Las notas de Jens Hagenstedt ayudan al espectador a entender el pretexto programático de esta inclasificable obra y el porqué de su nombre. Kreisleriana es un latinajo (plural de Kreislerianum, como Carmina lo es de Carmen). Deberíamos referirnos a ellas, pues, y no a ella. Inspiradas a partir de la lectura de dos relatos de E.T.A. Hoffmann, y especialmente bajo la misteriosa áurea del organista Johannes Kreisler, personaje ficticio de los mismos, estas ocho estampas pianísticas deben ser entendidas, según Hagenstedt, “como un psicodrama en torno a la vida del artista romántico”. No es de extrañar que Claude Chabrol eligiera esta obra para ambientar su thriller Les fleurs du mal.
Aguas turbias y revueltas, la mayor de las veces. Remansos esporádicos, que parecen contradecir la lógica discursiva. Una obra ciclotímica como a buen seguro lo fue el padre de la criatura. Pollini se creció conforme avanzaba y se dejaba llevar. A pesar del orden oculto que esconde y estructura las Kreisleriana, sólo abandonándose a ellas puede quizás uno entender en su medida la complejidad de esta media hora de desvaríos, visiones y batallas internas. Para cuando el italiano alcanzó el fugatto final, la maquinaria polliniana estaba ya engrasada y el público de Lübeck pudo, acto seguido, gozar de un Concert sans Orchestre, donde Pollini se vació y brindó lo mejor de sí mismo y de toda la velada.
Las Kreisleriana lleva en su dedicatoria el nombre de Fryderyk Chopin, destinatario íntegro de la segunda parte del recital. Parece ser que ni esta deferencia le sirvió al compositor alemán para ganarse palabras de gratitud del genio polaco, quién no tuvo reparo alguno en cuestionar que aquello fuera música. En similares términos, se pronunció Schumann a la hora de valorar el último movimiento de la Sonata número 2 de Chopin, obra que Pollini eligió para abrir la segunda parte. El alemán cuestionó entonces que aquello fuera una sonata, aunque entre líneas esbozara un generoso piropo. Es algo más que una sonata, “una meditación sobre la muerte y la nada”.
De esta segunda parte, dedicada íntegra a Chopin, nos quedamos con la Marcha Fúnebre y ese Presto inefable de su Sonata en si menor. Como buen mediterráneo, Pollini se creció en la dificultad y en el aprieto. No conoce el término medio, su Marcha Fúnebre tuvo algo de claroscuro, de Caravaggio. Su ámbito natural es el de la música turbulenta, tenebrista casi. No le gusta la espera en la trinchera.

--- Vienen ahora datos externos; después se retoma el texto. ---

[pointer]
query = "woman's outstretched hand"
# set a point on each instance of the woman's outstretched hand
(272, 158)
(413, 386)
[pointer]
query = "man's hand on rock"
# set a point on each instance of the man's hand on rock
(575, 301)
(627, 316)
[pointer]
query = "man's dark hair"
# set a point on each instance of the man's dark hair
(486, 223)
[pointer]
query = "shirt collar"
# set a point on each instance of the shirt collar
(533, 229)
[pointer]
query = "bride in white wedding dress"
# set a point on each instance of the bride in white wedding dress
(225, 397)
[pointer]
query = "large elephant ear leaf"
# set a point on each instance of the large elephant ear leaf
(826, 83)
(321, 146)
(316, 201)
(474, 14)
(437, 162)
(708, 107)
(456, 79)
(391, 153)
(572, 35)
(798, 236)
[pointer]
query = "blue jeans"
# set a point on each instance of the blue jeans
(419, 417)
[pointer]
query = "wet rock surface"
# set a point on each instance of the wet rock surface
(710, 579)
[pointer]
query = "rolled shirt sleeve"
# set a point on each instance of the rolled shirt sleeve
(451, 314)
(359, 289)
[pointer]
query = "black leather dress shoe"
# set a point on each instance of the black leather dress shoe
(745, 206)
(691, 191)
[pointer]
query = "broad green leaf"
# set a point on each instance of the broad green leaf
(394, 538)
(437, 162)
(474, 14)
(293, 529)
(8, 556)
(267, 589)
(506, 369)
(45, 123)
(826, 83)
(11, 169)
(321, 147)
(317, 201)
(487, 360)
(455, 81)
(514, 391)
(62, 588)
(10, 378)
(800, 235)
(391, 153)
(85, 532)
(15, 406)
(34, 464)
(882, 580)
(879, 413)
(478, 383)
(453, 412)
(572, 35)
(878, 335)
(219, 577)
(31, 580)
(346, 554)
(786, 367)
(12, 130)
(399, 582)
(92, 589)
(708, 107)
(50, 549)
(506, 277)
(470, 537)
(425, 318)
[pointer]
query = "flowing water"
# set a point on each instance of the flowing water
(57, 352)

Una vez más reseñar el abrupto contraste entre el tono tétrico y la dosis de morfina contemplativa inyectada en el tercer movimiento de la presunta sonata chopiniana. Junto al prodigioso bosquejo final, que la cierra y donde asoman visos de César Frank e incluso Olivier Messiaen, y su segunda y última propina, la Balada nº1 de Chopin, Pollini rayó de nuevo a su mejor nivel. Quizás las Kreisleriana se acerquen en el fondo más a la forma sonata. Quizás la segunda sonata de Chopin se aleje de ella y envidie la forma libre del enigmático Kreisler. Por ello no se equivocó el crítico lübeckés que tituló su reseña con un sucinto “Érase una vez la vanguardia”.